"It's like déjà vu all over again", so said Yogi Berra and he was right.
A lot has changed or rather evolved since 1979 when I joined CompuTrac, the then leading futures trading group led by Timothy Slater. The number of futures traders in the world was minute compared to the millions we have today. My co-members were men like George Lane, Marc Chaikin, Walt Bressert and many of the other names you see today on names of of indicators in most trading platforms. CompuTrac’d Prof. Jim Schmit programmed what was the first day trading charting program. We used to run forests of Apple II computers to churn out our charts.
Today, I am told, we have a million users of Ninjatrader and some 10 million using Tradingview with millions more using a countless number of other charting and trading platforms. It seems that the big explosion cam with the so called “prop firms”, a great misnomer as far as I am concerned because they are anything but prop. It all started with Top Step (another misnomer as the top step in a pit was where the brokers stood so they could hand signal orders with their booths - locals were deep in the pit looking up at the brokers). Then Leeloo entered the game. I thought all the prop firms were quite predatory as they are even more now.
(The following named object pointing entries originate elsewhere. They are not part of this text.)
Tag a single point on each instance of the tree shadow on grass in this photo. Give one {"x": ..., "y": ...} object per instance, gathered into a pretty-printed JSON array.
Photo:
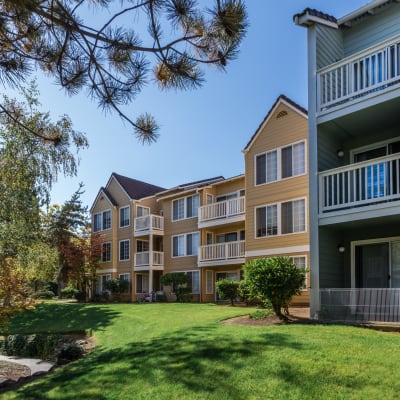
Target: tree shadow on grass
[
  {"x": 63, "y": 318},
  {"x": 193, "y": 362}
]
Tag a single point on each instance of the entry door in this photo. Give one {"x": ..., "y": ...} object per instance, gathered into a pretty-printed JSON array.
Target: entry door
[{"x": 372, "y": 266}]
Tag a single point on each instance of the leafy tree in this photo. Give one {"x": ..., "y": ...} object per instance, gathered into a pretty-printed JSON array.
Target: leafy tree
[
  {"x": 29, "y": 165},
  {"x": 180, "y": 284},
  {"x": 274, "y": 279},
  {"x": 116, "y": 57},
  {"x": 228, "y": 289}
]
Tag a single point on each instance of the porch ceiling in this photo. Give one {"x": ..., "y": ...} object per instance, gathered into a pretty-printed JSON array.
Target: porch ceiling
[{"x": 379, "y": 117}]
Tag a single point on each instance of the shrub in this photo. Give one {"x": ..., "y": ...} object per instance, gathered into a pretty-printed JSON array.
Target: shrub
[
  {"x": 38, "y": 345},
  {"x": 69, "y": 292},
  {"x": 117, "y": 287},
  {"x": 274, "y": 279},
  {"x": 261, "y": 314},
  {"x": 228, "y": 289},
  {"x": 43, "y": 294},
  {"x": 68, "y": 352}
]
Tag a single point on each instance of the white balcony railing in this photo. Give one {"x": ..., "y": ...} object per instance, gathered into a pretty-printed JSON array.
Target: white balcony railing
[
  {"x": 221, "y": 251},
  {"x": 222, "y": 209},
  {"x": 359, "y": 75},
  {"x": 364, "y": 183},
  {"x": 149, "y": 223},
  {"x": 143, "y": 258},
  {"x": 360, "y": 305}
]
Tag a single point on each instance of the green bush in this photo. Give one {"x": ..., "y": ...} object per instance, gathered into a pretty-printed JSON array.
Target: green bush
[
  {"x": 228, "y": 289},
  {"x": 262, "y": 314},
  {"x": 274, "y": 279},
  {"x": 36, "y": 346},
  {"x": 117, "y": 287},
  {"x": 69, "y": 292},
  {"x": 43, "y": 294},
  {"x": 68, "y": 352}
]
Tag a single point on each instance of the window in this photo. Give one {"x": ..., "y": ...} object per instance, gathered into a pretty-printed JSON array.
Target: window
[
  {"x": 141, "y": 246},
  {"x": 102, "y": 221},
  {"x": 209, "y": 282},
  {"x": 185, "y": 245},
  {"x": 186, "y": 207},
  {"x": 106, "y": 219},
  {"x": 293, "y": 216},
  {"x": 106, "y": 252},
  {"x": 281, "y": 218},
  {"x": 300, "y": 262},
  {"x": 124, "y": 250},
  {"x": 124, "y": 217},
  {"x": 292, "y": 163},
  {"x": 126, "y": 277},
  {"x": 194, "y": 281},
  {"x": 142, "y": 283},
  {"x": 267, "y": 221}
]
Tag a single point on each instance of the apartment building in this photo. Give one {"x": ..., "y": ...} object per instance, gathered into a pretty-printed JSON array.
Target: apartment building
[
  {"x": 354, "y": 144},
  {"x": 208, "y": 229}
]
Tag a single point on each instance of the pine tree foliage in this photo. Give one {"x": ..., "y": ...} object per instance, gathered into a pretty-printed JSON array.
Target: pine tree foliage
[{"x": 103, "y": 46}]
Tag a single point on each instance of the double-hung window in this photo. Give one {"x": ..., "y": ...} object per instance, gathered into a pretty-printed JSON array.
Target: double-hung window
[
  {"x": 124, "y": 250},
  {"x": 106, "y": 252},
  {"x": 185, "y": 245},
  {"x": 186, "y": 207},
  {"x": 280, "y": 163},
  {"x": 124, "y": 217},
  {"x": 280, "y": 218},
  {"x": 102, "y": 221}
]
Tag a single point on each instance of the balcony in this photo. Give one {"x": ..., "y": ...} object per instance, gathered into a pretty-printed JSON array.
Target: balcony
[
  {"x": 149, "y": 224},
  {"x": 222, "y": 212},
  {"x": 360, "y": 305},
  {"x": 374, "y": 71},
  {"x": 370, "y": 186},
  {"x": 142, "y": 261},
  {"x": 221, "y": 254}
]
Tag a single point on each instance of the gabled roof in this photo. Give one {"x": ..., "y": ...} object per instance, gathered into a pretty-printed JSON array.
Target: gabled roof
[
  {"x": 105, "y": 192},
  {"x": 136, "y": 189},
  {"x": 310, "y": 16},
  {"x": 281, "y": 99}
]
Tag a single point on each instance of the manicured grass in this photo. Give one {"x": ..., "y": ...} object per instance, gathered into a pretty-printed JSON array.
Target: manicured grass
[{"x": 181, "y": 351}]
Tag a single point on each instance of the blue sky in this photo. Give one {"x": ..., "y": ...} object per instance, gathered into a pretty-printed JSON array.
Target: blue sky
[{"x": 204, "y": 131}]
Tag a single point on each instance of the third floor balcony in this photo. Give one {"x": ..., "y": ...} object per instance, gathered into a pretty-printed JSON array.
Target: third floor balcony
[
  {"x": 222, "y": 212},
  {"x": 370, "y": 76},
  {"x": 367, "y": 189}
]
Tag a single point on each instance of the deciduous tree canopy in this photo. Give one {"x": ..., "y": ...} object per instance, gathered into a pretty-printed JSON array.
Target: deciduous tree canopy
[{"x": 111, "y": 53}]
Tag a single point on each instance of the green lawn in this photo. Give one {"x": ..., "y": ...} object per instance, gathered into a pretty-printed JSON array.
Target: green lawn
[{"x": 181, "y": 351}]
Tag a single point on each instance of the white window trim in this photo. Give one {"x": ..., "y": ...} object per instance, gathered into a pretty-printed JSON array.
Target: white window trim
[
  {"x": 184, "y": 244},
  {"x": 184, "y": 208},
  {"x": 119, "y": 250},
  {"x": 110, "y": 243},
  {"x": 129, "y": 214},
  {"x": 101, "y": 220},
  {"x": 279, "y": 163},
  {"x": 212, "y": 281},
  {"x": 279, "y": 218},
  {"x": 365, "y": 242}
]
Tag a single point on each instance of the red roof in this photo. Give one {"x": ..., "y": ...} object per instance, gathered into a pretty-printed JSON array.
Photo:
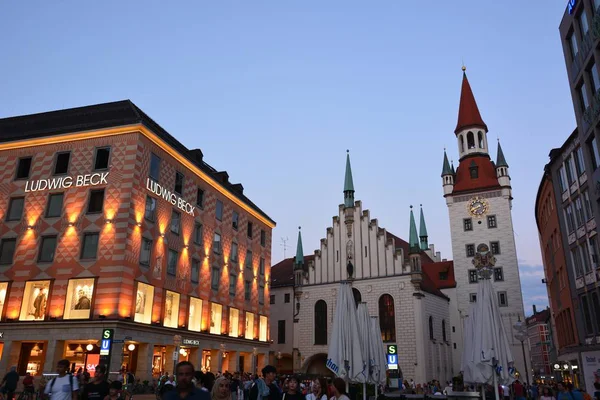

But on the other hand, you can de risk yourself and get to CP sooner using these companies as long as they pay as promised.
Its interesting that the explosion in these “prop firms” was triggered by the heavy handed behavior of Leeloo. Darrel Martin was a Leeloo customer who had his profits capped after he made $300,000 trading Leeloo evals. He got mad and started Apex Trader Funding and began under cutting the eval prices the others were charging and the rest is history.
Trading “prop firm” eval accounts needs different techniques to trading your own money. Your focus needs to balance the prop firm metrics of draw down, renewal date and consistency within the other constraints (rules) that are also placed on you. Once you pass and have a sim paying account you need to fit a different set of constraints.
My take on how to trade once you have paying sim accounts is to get as many of them as you can and restrict your trades to very high win rate setups that only go for relatively small profits per trade. Trade the accounts in groups so that one catastrophe only impacts no more than, say, 25% of your accounts. There surely will be “catastrophes” whether due to technology or black swans or negligence so a plan is important.